The below function should return all the classifier parameters in a matrix `theta_all` where each row of `theta_all` corresponds to the learned logistic regression parameters for one class. (The below approach is very similar to the one implemented by John Wittenhauer in [part 4 of his ML blog series](http://www.johnwittenauer.net/machine-learning-exercises-in-python-part-4/).)

In [11]:
def one_vs_all(X, y, nclasses, regrate=1):
    nrows, nparams = X.shape
    
    # This is the k x (n + 1) matrix of all of the estimated coeffs
    # where k is the number of classes (labels)
    # n is the number of params
    # n + 1 is used to include the intercecpt param
    theta_all = np.zeros((nclasses, nparams + 1))
    
    # inserting a ones column for the intercept term
    X = np.insert(X, 0, values=np.ones(nrows), axis=1)
    
    # estimating each of the nclasses classifiers
    for i in range(nclasses):
        # '0' is represented as 10 in the data set
        digit = i + 1
        
        # This creates an nrows x 1 array which contains
        # 1 in the mth element if the label in mth elem of y is equal to `digit`
        # 0 otherwise
        y_digit = y == digit
        y_digit = y_digit.astype(int)   # convert bool to int
        
        # minimize the objective func
        fmin = minimize(fun=cost, x0=theta_all[i],
                        args=(X, y_digit, regrate), method='TNC',
                        jac=gradient)
        
        theta_all[i] = fmin.x
    
    return theta_all

## Computing the Optimal Thetas

In [12]:
theta_all = one_vs_all(X=data['X'], y=data['y'], nclasses=nclasses)

In [13]:
theta_all.shape

(10, 401)

In [14]:
theta_all

array([[-0.62490239, -0.21277825, -0.21277825, ..., -0.21250584,
        -0.21277796, -0.21277825],
       [-1.80262264, -0.38890201, -0.38890201, ..., -0.38676592,
        -0.38914839, -0.38890201],
       [-3.9025954 , -0.34165007, -0.34165007, ..., -0.34166276,
        -0.34164997, -0.34165007],
       ..., 
       [-7.10545462, -0.33453415, -0.33453415, ..., -0.33460472,
        -0.3345285 , -0.33453415],
       [-3.55434963, -0.31415108, -0.31415108, ..., -0.31450722,
        -0.314125  , -0.31415108],
       [-2.71456744, -0.55210593, -0.55210593, ..., -0.55147119,
        -0.55208727, -0.55210593]])

## Identifying Handwritten Digits
We now use the estimated values for our parameters in our set of logistic classifiers to identify a given handwritten digit.
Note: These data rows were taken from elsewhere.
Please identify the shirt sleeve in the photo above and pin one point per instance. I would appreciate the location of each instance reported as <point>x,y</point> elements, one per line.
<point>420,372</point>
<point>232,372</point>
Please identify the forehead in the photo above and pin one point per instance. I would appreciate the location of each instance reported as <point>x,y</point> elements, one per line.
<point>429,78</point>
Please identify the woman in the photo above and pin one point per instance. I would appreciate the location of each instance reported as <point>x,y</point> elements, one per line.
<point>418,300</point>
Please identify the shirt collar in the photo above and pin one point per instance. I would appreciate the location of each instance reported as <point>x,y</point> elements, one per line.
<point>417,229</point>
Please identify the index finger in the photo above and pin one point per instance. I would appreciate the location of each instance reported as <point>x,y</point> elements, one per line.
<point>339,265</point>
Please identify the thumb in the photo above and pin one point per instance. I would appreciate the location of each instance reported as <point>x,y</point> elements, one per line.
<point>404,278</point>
To do this we apply each of the 10 classifiers we estimated on each of the training sample and choose the classifier which gives  the highest sigmoid as the correct one for that particular example. This is implemented in the following function:

In [15]:
def identify_digit(X, theta_all):
    nrows, _ = X.shape
    
    X = np.insert(X, 0, values=np.ones(nrows), axis=1)
    
    X = np.matrix(X)
    theta_all = np.matrix(theta_all)
    
    # sigmoid for each class on a given training example
    # Each row of h contains the 10 sigmoids for that example
    h = sigmoid(X * theta_all.T)
    
    max_h_index = np.argmax(h, axis=1)
    
    return max_h_index + 1

In [17]:
y_hat = identify_digit(data['X'], theta_all)

In [18]:
y_hat.shape

(5000, 1)

In [19]:
y_hat[:5]

matrix([[10],
        [10],
        [10],
        [10],
        [10]])

In [20]:
y_hat[-5:]

matrix([[9],
        [9],
        [9],
        [9],
        [7]])

## Checking Accuracy

In [22]:
m, _ = y_hat.shape
correct = data['y'] == y_hat
accuracy = (np.sum(correct.astype(float)) / m) * 100
accuracy

93.679999999999993

Well, not bad for a first try, I guess. Prof. Ng's and Mr. Wittenhauer's accuracy values for this exercise are 95% and 98%, respectively.